Unfortunately it’s not possible to actually use random functions (of reasonably-sized domain and range) in real protocols. That’s because sampling and evaluating those functions is far too much work.
For example, the number of distinct functions that consume a piddly 256-bit input and produce a 256-bit digest is a mind-boggling (2^{256})^{2^{256}}. Simply “writing down” the identity of the function you chose would require memory that’s exponential in the function’s input length. Since we want our cryptographic algorithms to be efficient (meaning, slightly more formally, they run in polynomial time), using random functions is pretty much unworkable.
So we don’t use random functions to implement our hashing. Out in “the real world” we use weird functions developed by Belgians or the National Security Agency, things like like SHA256 and SHA3 and Blake2. These functions come with blazingly fast and tiny algorithms for computing them, most of which occupy few dozen lines of code or less. They certainly aren’t random, but as best we can tell, the output looks pretty jumbled up.

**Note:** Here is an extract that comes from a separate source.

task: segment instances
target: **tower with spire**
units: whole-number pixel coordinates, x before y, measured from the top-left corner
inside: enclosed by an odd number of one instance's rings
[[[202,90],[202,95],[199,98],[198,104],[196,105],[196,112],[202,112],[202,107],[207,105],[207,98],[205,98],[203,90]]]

Still, protocol designers continue to long for the security that using truly random function could give their protocol. What if, they asked, we tried to split the difference. How about we model our hash functions using random functions — just for the sake of writing our security proofs — and then when we go to 越墙看国外网加速软件 (or “instantiate”) our protocols, we’ll go use efficient hash functions like SHA3? Naturally these proofs wouldn’t exactly apply to the real protocol as instantiated, but they might still be pretty good.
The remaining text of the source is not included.